French energy group EDF has reported a major crack in a cooling pipe at a nuclear power plant on the Channel coast. This is the latest such incident to plague the energy sector, already struggling to compensate for the unavailability of Russian natural gas.
The electricity company has been beset by maintenance problems at ageing reactors over the past year.
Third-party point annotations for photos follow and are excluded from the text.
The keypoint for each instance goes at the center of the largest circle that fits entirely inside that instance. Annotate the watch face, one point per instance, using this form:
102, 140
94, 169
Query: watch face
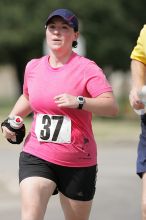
80, 99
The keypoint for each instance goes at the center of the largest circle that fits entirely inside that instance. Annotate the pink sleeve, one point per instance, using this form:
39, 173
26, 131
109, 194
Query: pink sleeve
25, 86
97, 82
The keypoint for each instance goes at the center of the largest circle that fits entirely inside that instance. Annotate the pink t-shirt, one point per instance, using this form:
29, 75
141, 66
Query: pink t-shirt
62, 136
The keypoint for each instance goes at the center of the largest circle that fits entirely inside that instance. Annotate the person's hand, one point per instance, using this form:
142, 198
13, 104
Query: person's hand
66, 100
135, 100
14, 136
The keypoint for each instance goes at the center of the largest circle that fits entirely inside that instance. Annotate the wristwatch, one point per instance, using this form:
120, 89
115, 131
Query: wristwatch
81, 101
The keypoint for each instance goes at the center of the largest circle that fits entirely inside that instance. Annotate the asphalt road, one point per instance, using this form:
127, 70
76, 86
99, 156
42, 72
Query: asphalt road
118, 188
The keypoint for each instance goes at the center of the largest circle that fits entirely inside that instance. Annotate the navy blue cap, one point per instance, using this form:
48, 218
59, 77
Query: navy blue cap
67, 15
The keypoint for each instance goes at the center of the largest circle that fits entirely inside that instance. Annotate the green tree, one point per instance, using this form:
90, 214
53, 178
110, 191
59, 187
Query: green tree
110, 29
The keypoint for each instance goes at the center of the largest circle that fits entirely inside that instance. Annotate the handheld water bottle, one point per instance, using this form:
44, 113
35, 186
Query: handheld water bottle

Problems have forced EDF to close down more than a dozen facilities for checks and emergency repairs.
The group last month reported the latest "serious corrosion problem" on an emergency cooling system at its Penly 1 plant in northern France, one of 16 reactors taken offline in the past twelve months.
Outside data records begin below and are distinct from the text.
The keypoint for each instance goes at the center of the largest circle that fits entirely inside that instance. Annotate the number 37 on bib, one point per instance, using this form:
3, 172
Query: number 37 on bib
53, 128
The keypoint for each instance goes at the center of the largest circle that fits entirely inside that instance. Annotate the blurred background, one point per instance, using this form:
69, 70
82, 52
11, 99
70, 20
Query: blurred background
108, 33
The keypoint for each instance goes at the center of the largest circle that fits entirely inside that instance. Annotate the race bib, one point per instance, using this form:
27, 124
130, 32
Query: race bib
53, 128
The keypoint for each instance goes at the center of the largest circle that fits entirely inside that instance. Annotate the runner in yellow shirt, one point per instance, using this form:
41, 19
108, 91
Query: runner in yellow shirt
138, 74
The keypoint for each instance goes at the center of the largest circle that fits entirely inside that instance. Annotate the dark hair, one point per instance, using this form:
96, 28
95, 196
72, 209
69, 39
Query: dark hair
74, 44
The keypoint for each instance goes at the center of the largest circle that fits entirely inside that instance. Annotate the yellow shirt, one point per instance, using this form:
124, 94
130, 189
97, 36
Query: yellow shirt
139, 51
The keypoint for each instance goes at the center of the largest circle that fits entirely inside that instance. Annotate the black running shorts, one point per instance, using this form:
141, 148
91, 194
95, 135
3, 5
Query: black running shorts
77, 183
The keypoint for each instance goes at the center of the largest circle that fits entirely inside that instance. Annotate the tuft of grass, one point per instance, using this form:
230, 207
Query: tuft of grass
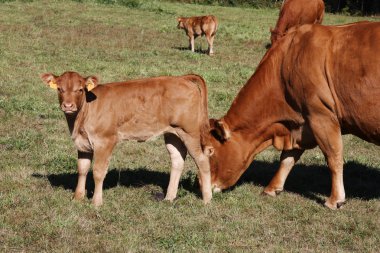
115, 42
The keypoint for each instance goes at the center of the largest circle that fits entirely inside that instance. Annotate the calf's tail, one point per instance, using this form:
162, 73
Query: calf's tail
205, 125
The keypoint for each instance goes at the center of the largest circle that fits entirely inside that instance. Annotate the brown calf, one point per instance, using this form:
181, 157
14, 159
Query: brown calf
315, 84
199, 26
99, 116
297, 12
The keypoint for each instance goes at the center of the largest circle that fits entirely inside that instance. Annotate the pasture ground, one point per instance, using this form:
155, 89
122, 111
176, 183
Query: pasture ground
38, 159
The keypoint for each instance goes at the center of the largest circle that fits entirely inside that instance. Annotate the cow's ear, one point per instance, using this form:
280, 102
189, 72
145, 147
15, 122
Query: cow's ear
91, 82
50, 80
209, 151
221, 129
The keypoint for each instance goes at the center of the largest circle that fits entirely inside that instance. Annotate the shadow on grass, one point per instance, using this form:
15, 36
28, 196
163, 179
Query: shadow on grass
306, 180
124, 177
197, 50
360, 181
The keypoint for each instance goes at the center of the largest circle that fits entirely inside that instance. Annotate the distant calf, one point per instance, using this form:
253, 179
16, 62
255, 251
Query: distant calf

The report went largely unnoticed until it was reported in French media on Tuesday.
The crack is 15.5 cm long and up to 2.3 cm deep, covering around a quarter of the circumference of the pipe which is 2.7 cm thick, France's Nuclear Safety Authority (ASN) said late on Tuesday.
The regulator ordered EDF to "revise its strategy" in the face of corrosion problems which could have major financial repercussions for the debt-laden state-owned utility, as well as for France's energy production capacity.
The country, once a leading electricity exporter in Europe, needed to import power from Germany and other neighbours over the winter because of the problems in its nuclear sector, which normally supplies around 70 percent of its energy needs.
The crack at Penly does not pose an immediate danger to the environment or human life, the regulator said, given its location on a pipe system that is designed to be used to cool the reactor only in the event of an emergency.
"What is new is the depth of the crack," nuclear safety expert Yves Marignac, who is an advisor to the ASN, told the French press agency AFP.
EDF's debt ballooned to €64.5 billion in 2022, while losses totalled €17.9 billion.